4. Mediante proveído del 10 de febrero de 2014 se dispuso repartir las presentes diligencias entre los Magistrados de Descongestión de la Sala de instancia (Folio 121 del cdno original).

Por proveído del 26 de mayo de 2014 se fijó fecha y hora para la realización de la Audiencia de Juzgamiento (Folio 161 del cdno original). En esta etapa se recaudaron las siguientes pruebas: - Oficio No. 0326/2014 el Juzgado 38 Civil del Circuito de Bogotá remitió en calidad de préstamo el proceso ordinario de José Wilson Arévalo Díaz contra Famisanar (Folio 162 del cdno original).

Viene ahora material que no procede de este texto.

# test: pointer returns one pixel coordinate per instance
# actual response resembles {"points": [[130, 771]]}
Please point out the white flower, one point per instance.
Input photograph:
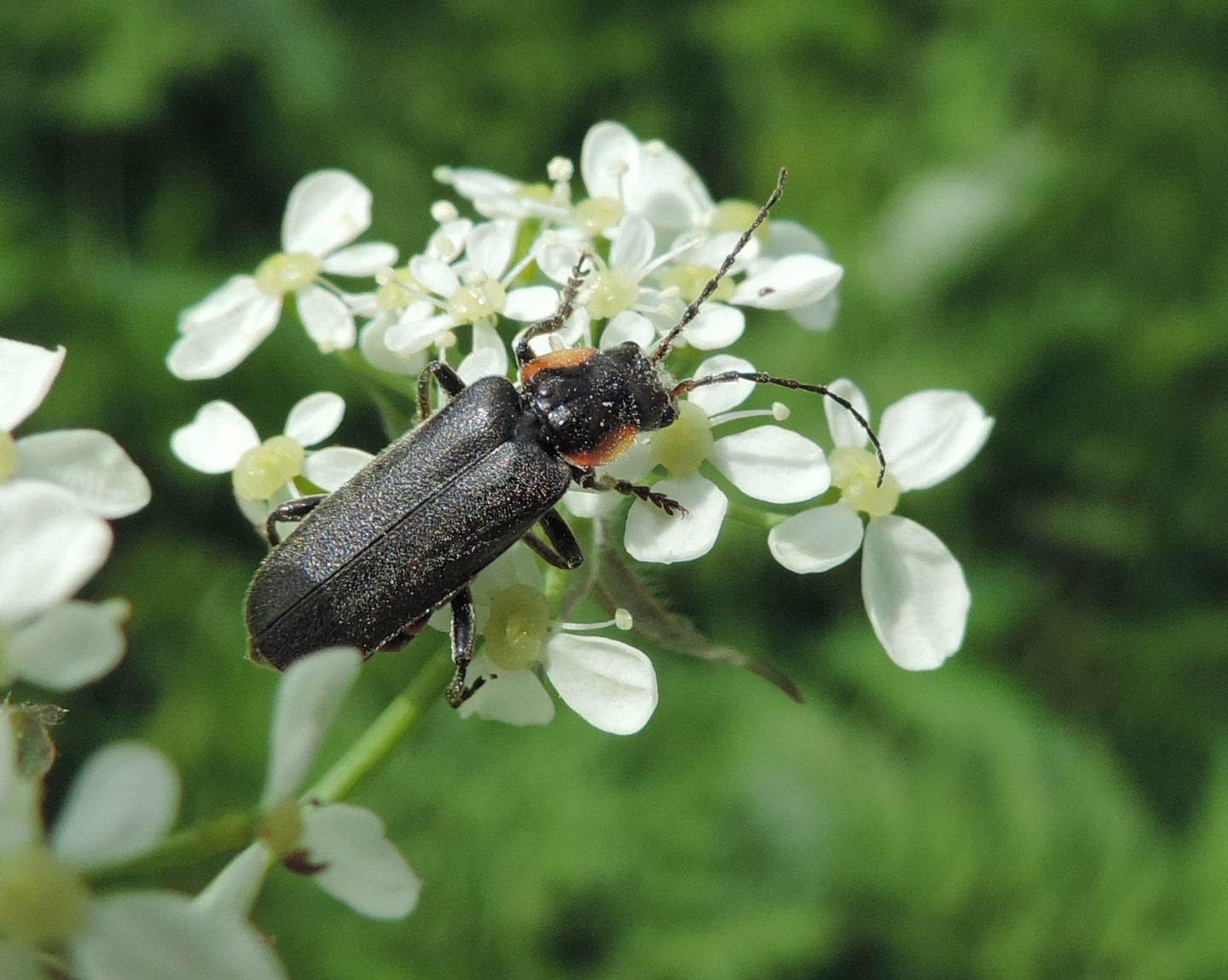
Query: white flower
{"points": [[327, 210], [608, 683], [221, 440], [914, 589], [50, 547], [343, 848], [120, 804], [90, 464], [768, 463]]}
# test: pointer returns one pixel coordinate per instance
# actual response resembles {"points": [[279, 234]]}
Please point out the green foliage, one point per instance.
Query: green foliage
{"points": [[1029, 201]]}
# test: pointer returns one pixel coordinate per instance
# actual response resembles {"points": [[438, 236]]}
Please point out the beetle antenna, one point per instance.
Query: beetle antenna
{"points": [[692, 310], [761, 379]]}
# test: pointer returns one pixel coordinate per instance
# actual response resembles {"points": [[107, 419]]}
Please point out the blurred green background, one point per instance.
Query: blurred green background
{"points": [[1029, 200]]}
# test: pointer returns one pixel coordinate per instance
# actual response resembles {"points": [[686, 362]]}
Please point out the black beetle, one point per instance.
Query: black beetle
{"points": [[408, 533]]}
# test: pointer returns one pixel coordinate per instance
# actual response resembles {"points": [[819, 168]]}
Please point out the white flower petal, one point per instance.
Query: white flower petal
{"points": [[89, 464], [634, 245], [327, 320], [490, 246], [817, 539], [655, 536], [67, 647], [609, 684], [315, 418], [210, 349], [237, 885], [844, 427], [362, 867], [530, 304], [158, 935], [362, 259], [915, 592], [715, 327], [120, 804], [215, 440], [326, 210], [510, 697], [793, 281], [309, 698], [26, 374], [773, 464], [927, 436], [49, 547], [333, 466], [717, 398]]}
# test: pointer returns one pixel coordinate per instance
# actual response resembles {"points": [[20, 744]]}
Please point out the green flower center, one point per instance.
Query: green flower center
{"points": [[476, 301], [611, 293], [517, 628], [287, 271], [854, 472], [691, 279], [263, 469], [599, 214], [8, 455], [684, 444], [42, 901]]}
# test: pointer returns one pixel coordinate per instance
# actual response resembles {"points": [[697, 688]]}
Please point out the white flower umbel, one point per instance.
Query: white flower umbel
{"points": [[608, 683], [87, 463], [767, 462], [327, 210], [342, 848], [120, 804], [223, 440], [914, 587]]}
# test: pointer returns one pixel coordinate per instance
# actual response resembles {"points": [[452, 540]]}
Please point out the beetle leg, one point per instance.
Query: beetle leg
{"points": [[289, 513], [560, 548], [449, 380], [589, 480], [462, 647], [558, 320]]}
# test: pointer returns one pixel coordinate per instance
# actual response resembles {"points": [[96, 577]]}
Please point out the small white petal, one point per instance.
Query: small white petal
{"points": [[326, 210], [26, 374], [927, 436], [634, 245], [89, 464], [362, 867], [530, 304], [717, 398], [490, 246], [159, 935], [655, 536], [333, 466], [609, 684], [67, 647], [215, 440], [309, 698], [120, 804], [773, 464], [915, 592], [211, 349], [315, 418], [49, 547], [817, 539], [844, 427], [510, 697], [237, 885], [327, 320], [717, 326], [362, 259], [628, 326], [793, 281]]}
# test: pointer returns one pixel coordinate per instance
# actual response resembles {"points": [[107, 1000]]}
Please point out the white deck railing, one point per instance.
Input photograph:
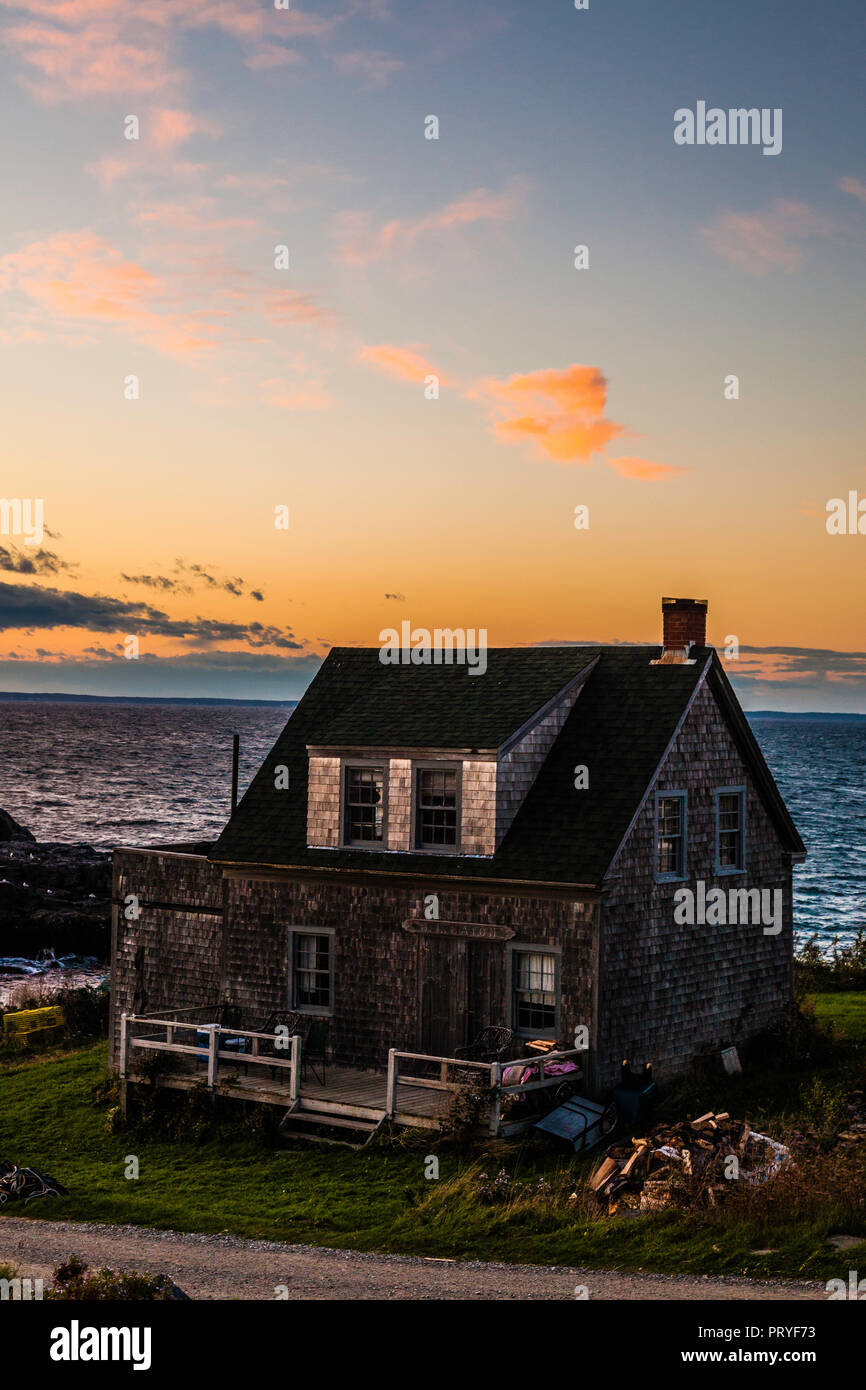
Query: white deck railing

Una vez realizada la inspección judicial al mencionado proceso, se ordenó su devolución y se copió el cuaderno anexo.

7. El 4 de julio de 2014 se llevó a cabo la Audiencia de Juzgamiento, contando con la presencia del defensor de oficio del disciplinable, a quien se le otorgo el uso de la palabra para alegar de conclusión.

8. El 31 de julio de 2014 se profirió sentencia de primera instancia sancionando al abogado encartado por la comisión de las faltas disciplinarias

a la debida diligencia profesional consagrada en el artículo 37 numeral 1º de la Ley 1123 de 2007 y contra la lealtad para con el cliente descrita en el literal d) del artículo 34 ibídem, a título de culpa y dolo respectivamente. Sancionándolo con 6 meses de suspensión en el ejercicio de la profesión (Folios 181 a 196 del cdno original). Una vez arribado el expediente a esta Superioridad para surtir el grado jurisdiccional de consulta, se declaró la nulidad a partir de la Audiencia de Juzgamiento realizada el 4 de julio de 2014, porque la defensora de oficio se limitó a indicar que efectivamente si hubo una negligencia por parte de su prohijado. Lo cual se consideró una violación al derecho de defensa del disciplinado por la falta de actividad de su defensora designada (Folios 4 a 17 del cdno rojo de segunda instancia)

9. El Magistrado Instructor de instancia profirió auto del 13 de marzo de 2015 disponiendo estarse a lo resuelto por esta Superioridad, fijando fecha y hora para la Audiencia de Juzgamiento (Folio 223 del cdno original).

10. Por auto del 19 de mayo de 2015 se dispuso la devolución del proceso al despacho de origen en virtud al Acuerdo No. CSBTA15-412 del 13 de mayo de 2015. Avocándose el conocimiento del asunto por la Magistrada Martha Inés Montaña Suárez (Folio 239 del cdno original). Se fijó fecha para la realización de la Audiencia de Juzgamiento para el 5 de agosto de 2015, la cual no se pudo llevar a cabo por la renuncia de la defensora de oficio y por

ello mediante auto del 19 de octubre de 2015 se designó nueva defensa de oficio, la cual se posesionó el 12 de noviembre de esa anualidad.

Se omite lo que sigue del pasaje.